New Rules for High-Tech Health

Section 4 moves beyond just the money and sets new quality standards for providers offering RPM to Medicare beneficiaries. If a clinic is monitoring your vitals remotely, they now have to meet specific requirements to ensure you’re actually getting good care. They must be set up to quickly react to any "weird data spikes or anomalies"—whether they handle the clinical support themselves or contract it out. They also need to ensure all your monitoring data and treatment notes can be sent directly to your supervising doctor’s electronic health record (EHR) for seamless care coordination.

This is a win for patients because it formalizes the quality of care. It means the monitoring isn't just data collection; it’s supposed to be actionable. However, the bill gives the Secretary of Health and Human Services (HHS) a lot of power to define what those "weird data spikes" are and what the exact reporting requirements look like. This level of regulatory discretion could be a headache for providers trying to comply, especially since the bill allows the Secretary to create exceptions for small medical practices. If those exceptions aren't handled well, it could create uneven playing fields or still leave small practices struggling with the high bar of data integration.

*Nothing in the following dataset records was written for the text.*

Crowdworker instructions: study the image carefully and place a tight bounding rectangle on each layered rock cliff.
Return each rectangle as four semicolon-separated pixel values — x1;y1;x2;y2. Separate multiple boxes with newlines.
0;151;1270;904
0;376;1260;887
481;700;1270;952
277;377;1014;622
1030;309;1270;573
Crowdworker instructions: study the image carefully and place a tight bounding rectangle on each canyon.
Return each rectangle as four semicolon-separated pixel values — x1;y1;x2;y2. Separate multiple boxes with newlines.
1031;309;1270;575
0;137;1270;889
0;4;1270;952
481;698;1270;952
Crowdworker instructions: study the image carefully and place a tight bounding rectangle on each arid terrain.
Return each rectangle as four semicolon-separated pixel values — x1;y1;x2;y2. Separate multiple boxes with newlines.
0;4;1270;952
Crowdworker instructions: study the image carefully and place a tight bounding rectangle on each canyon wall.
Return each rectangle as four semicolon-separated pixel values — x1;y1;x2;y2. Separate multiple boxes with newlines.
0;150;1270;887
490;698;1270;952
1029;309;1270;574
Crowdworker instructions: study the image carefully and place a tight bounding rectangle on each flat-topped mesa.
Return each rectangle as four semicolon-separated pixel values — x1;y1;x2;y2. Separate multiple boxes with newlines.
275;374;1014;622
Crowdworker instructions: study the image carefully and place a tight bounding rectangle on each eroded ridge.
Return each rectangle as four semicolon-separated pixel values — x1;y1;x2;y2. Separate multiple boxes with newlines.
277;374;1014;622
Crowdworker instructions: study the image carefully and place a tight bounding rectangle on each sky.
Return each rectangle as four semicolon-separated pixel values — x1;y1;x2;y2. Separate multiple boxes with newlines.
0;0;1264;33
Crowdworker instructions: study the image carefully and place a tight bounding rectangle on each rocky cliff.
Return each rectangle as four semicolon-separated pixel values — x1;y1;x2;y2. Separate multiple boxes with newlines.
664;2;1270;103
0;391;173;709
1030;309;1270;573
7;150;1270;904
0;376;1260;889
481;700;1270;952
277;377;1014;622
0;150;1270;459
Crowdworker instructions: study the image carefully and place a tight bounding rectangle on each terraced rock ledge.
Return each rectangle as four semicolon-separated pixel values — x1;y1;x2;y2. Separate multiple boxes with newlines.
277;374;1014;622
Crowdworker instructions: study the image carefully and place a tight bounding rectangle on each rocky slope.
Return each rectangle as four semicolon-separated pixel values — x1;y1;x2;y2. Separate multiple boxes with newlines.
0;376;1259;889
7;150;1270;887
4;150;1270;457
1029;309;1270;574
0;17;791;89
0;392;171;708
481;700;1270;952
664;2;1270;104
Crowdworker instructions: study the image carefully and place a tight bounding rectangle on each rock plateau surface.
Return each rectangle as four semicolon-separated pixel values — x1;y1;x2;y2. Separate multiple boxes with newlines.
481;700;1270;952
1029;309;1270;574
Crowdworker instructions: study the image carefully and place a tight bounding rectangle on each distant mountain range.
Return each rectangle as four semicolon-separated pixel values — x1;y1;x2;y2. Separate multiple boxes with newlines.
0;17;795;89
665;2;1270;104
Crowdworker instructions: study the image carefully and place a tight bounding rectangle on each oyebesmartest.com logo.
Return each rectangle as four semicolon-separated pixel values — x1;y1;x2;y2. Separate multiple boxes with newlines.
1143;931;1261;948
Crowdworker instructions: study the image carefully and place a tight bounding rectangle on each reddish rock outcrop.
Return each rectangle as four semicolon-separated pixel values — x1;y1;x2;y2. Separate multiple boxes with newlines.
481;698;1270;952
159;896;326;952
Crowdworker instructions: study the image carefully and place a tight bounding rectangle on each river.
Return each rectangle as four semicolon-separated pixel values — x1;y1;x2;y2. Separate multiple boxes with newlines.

What the Government Needs to Know

Finally, the bill mandates that the HHS Secretary must send a detailed report to Congress two years after the law is enacted. This report needs to analyze the financial impact of RPM, specifically looking at how much money Medicare saves because patients using remote monitoring have fewer hospital days and stick to their medication better. It also requires an analysis of the actual costs practices incur to provide the service, like technology platform maintenance and connectivity. This required reporting is a good check and balance, forcing the government to track if the cost increases in Section 3 are actually paying off in better patient outcomes and reduced long-term spending.